IMU“Non possiamo che comprendere le ragioni che hanno spinto gli agricoltori a protestare, oggi, in piazza Montecitorio. L’IMU agricola è una misura ingiusta che, attualmente, trova copertura finanziaria attraverso l’inaccettabile abrogazione delle agevolazioni IRAP sul costo del lavoro per gli imprenditori agricoli.

Imprenditori agricoli che, dunque, pagano un prezzo doppio. Serve un impegno del Governo affinché questa imposta sia cancellata”. Lo afferma in una nota Gessica Rostellato, deputata di Alternativa Libera e componente della Commissione Agricoltura.

Secondo Rostellato “Qualora non si potesse abrogare l’imposta, sarebbe giusto che almeno venisse resa più equa. Sarebbe importante lavorare a interventi migliorativi: i terreni soggetti a calamità naturali oppure dedicati a colture colpite da fitopatie, per esempio, dovrebbero essere esonerati.

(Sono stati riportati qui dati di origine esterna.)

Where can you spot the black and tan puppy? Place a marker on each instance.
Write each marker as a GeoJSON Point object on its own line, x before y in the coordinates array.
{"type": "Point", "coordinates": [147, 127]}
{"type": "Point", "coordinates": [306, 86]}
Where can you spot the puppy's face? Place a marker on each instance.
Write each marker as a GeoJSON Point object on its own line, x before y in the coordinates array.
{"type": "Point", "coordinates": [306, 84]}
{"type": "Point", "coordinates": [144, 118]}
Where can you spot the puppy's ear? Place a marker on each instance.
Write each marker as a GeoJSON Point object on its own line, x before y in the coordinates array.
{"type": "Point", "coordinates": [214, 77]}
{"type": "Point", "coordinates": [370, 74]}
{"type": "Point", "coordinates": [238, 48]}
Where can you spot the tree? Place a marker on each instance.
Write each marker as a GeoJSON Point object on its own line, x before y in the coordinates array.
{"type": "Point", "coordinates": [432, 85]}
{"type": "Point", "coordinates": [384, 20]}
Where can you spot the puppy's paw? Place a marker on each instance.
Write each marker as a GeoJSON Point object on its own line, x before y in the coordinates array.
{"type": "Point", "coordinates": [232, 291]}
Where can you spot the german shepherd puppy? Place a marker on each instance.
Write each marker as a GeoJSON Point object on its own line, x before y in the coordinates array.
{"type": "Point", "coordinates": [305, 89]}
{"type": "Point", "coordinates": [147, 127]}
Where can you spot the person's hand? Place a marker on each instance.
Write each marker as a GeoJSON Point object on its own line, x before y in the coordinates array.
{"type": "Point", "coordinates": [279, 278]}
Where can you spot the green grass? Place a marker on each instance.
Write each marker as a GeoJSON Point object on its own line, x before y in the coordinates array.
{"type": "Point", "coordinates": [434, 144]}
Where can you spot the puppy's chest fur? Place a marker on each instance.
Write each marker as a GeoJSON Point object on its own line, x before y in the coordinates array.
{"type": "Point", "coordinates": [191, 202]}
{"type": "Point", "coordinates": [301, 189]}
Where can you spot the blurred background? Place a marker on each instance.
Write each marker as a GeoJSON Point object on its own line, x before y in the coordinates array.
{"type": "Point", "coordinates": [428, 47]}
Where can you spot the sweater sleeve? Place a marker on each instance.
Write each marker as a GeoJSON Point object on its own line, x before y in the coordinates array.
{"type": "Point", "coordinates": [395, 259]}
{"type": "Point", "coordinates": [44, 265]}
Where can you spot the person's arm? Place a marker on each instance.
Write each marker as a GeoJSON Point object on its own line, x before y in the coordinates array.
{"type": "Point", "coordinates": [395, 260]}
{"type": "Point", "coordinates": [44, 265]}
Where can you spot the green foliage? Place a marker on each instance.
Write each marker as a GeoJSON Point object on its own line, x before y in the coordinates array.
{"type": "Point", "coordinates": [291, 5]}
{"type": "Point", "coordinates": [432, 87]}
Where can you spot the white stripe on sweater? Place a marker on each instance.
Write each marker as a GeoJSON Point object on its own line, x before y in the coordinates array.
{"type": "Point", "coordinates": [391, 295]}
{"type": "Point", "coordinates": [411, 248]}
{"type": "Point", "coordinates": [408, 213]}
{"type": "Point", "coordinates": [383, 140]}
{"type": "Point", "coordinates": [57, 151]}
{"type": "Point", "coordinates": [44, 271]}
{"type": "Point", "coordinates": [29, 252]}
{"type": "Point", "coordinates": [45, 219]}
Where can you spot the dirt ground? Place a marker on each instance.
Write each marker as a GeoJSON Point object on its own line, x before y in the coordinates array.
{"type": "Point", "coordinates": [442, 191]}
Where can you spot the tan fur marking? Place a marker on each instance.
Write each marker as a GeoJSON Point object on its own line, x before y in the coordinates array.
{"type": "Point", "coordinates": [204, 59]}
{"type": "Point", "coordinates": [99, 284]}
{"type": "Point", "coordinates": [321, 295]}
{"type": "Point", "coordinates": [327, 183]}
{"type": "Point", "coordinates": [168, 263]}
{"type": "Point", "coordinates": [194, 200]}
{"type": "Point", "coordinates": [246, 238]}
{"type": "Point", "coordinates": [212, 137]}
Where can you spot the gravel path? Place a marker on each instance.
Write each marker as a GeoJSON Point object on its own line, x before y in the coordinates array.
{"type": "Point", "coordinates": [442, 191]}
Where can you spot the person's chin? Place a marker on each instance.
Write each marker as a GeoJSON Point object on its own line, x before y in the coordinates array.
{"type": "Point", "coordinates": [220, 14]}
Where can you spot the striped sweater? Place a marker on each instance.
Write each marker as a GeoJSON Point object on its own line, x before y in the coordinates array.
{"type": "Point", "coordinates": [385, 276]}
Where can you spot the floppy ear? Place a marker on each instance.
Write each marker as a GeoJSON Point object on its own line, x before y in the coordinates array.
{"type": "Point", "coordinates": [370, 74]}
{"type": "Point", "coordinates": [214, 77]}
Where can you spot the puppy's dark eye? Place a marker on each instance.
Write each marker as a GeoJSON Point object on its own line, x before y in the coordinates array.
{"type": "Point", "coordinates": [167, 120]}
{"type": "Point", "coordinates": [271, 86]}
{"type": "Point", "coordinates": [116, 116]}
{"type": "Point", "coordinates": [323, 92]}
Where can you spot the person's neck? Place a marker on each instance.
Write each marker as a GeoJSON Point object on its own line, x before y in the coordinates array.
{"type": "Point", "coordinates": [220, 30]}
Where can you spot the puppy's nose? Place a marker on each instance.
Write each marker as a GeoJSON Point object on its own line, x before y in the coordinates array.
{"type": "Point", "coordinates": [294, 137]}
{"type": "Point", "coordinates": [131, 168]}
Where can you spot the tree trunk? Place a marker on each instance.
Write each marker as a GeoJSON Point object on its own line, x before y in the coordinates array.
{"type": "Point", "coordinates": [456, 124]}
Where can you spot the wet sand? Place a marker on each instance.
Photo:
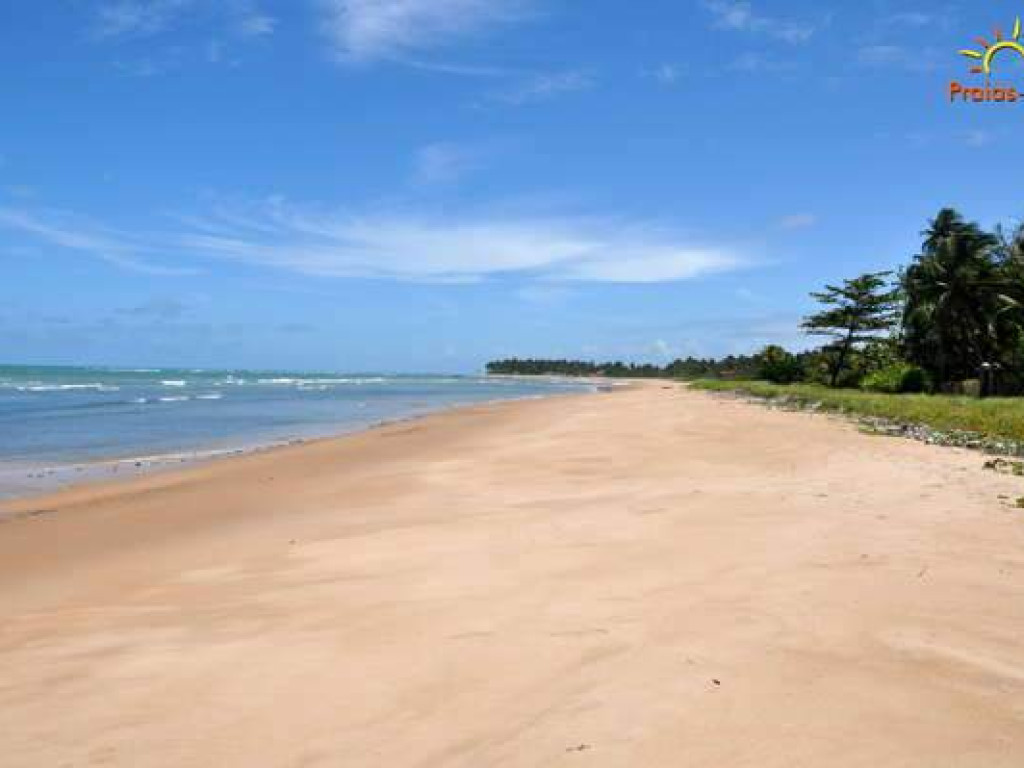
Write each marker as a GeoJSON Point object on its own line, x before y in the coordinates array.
{"type": "Point", "coordinates": [641, 578]}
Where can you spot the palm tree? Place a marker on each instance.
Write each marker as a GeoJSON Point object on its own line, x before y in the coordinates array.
{"type": "Point", "coordinates": [951, 318]}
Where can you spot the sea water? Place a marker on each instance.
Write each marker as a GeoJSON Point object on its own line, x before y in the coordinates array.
{"type": "Point", "coordinates": [52, 419]}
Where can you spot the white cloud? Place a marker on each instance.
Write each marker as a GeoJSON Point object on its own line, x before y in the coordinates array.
{"type": "Point", "coordinates": [140, 18]}
{"type": "Point", "coordinates": [547, 85]}
{"type": "Point", "coordinates": [137, 17]}
{"type": "Point", "coordinates": [257, 25]}
{"type": "Point", "coordinates": [897, 57]}
{"type": "Point", "coordinates": [443, 163]}
{"type": "Point", "coordinates": [739, 15]}
{"type": "Point", "coordinates": [667, 74]}
{"type": "Point", "coordinates": [978, 137]}
{"type": "Point", "coordinates": [75, 233]}
{"type": "Point", "coordinates": [365, 31]}
{"type": "Point", "coordinates": [758, 62]}
{"type": "Point", "coordinates": [798, 221]}
{"type": "Point", "coordinates": [910, 18]}
{"type": "Point", "coordinates": [398, 247]}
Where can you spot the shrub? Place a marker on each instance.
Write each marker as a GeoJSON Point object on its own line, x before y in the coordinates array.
{"type": "Point", "coordinates": [777, 366]}
{"type": "Point", "coordinates": [896, 378]}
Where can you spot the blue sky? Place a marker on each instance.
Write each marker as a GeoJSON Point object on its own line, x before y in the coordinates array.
{"type": "Point", "coordinates": [426, 184]}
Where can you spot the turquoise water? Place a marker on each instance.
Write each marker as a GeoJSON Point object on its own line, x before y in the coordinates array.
{"type": "Point", "coordinates": [52, 416]}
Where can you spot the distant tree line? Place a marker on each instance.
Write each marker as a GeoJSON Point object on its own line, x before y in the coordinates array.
{"type": "Point", "coordinates": [951, 321]}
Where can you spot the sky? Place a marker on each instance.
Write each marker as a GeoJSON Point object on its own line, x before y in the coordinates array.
{"type": "Point", "coordinates": [422, 185]}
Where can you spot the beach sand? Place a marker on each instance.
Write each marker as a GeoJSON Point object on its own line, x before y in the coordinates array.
{"type": "Point", "coordinates": [642, 578]}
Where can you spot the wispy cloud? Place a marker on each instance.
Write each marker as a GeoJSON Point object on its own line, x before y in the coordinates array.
{"type": "Point", "coordinates": [910, 18]}
{"type": "Point", "coordinates": [250, 20]}
{"type": "Point", "coordinates": [739, 15]}
{"type": "Point", "coordinates": [309, 241]}
{"type": "Point", "coordinates": [544, 86]}
{"type": "Point", "coordinates": [756, 62]}
{"type": "Point", "coordinates": [141, 18]}
{"type": "Point", "coordinates": [666, 74]}
{"type": "Point", "coordinates": [137, 17]}
{"type": "Point", "coordinates": [897, 57]}
{"type": "Point", "coordinates": [798, 221]}
{"type": "Point", "coordinates": [978, 137]}
{"type": "Point", "coordinates": [366, 31]}
{"type": "Point", "coordinates": [444, 163]}
{"type": "Point", "coordinates": [77, 233]}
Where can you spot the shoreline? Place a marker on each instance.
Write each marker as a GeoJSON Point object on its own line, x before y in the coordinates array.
{"type": "Point", "coordinates": [51, 477]}
{"type": "Point", "coordinates": [634, 577]}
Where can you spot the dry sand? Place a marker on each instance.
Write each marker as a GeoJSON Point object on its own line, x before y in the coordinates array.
{"type": "Point", "coordinates": [646, 578]}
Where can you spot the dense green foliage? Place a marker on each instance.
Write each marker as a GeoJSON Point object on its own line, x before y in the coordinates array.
{"type": "Point", "coordinates": [951, 322]}
{"type": "Point", "coordinates": [997, 417]}
{"type": "Point", "coordinates": [897, 378]}
{"type": "Point", "coordinates": [854, 314]}
{"type": "Point", "coordinates": [514, 367]}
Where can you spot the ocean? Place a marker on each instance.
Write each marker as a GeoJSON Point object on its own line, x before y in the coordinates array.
{"type": "Point", "coordinates": [58, 423]}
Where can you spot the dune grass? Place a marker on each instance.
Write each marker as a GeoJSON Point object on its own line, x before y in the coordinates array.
{"type": "Point", "coordinates": [996, 418]}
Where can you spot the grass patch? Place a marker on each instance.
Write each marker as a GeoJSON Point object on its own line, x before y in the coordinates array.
{"type": "Point", "coordinates": [993, 419]}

Altrettanto importante sarebbe procedere a una revisione organica delle tariffe d’estimo stabilite, poiché l’IMU deve essere calcolata sull’effettivo valore del terreno, che deve corrispondere alla vera destinazione d’uso, e al rendimento che la coltura applicata può generare.

Va inoltre compreso che non tutti i terreni montani o parzialmente montani sono per forza di cose svantaggiati e che, invece, ci possono essere anche terreni in pianura in sofferenza.

Le eventuali esenzioni andrebbero, quindi, gestite in modo più oculato, attraverso una seria e dettagliata mappatura del territorio da parte degli enti locali, magari in collaborazione con le associazioni agricole, poiché conoscono i territori e le difficoltà per le coltivazioni”.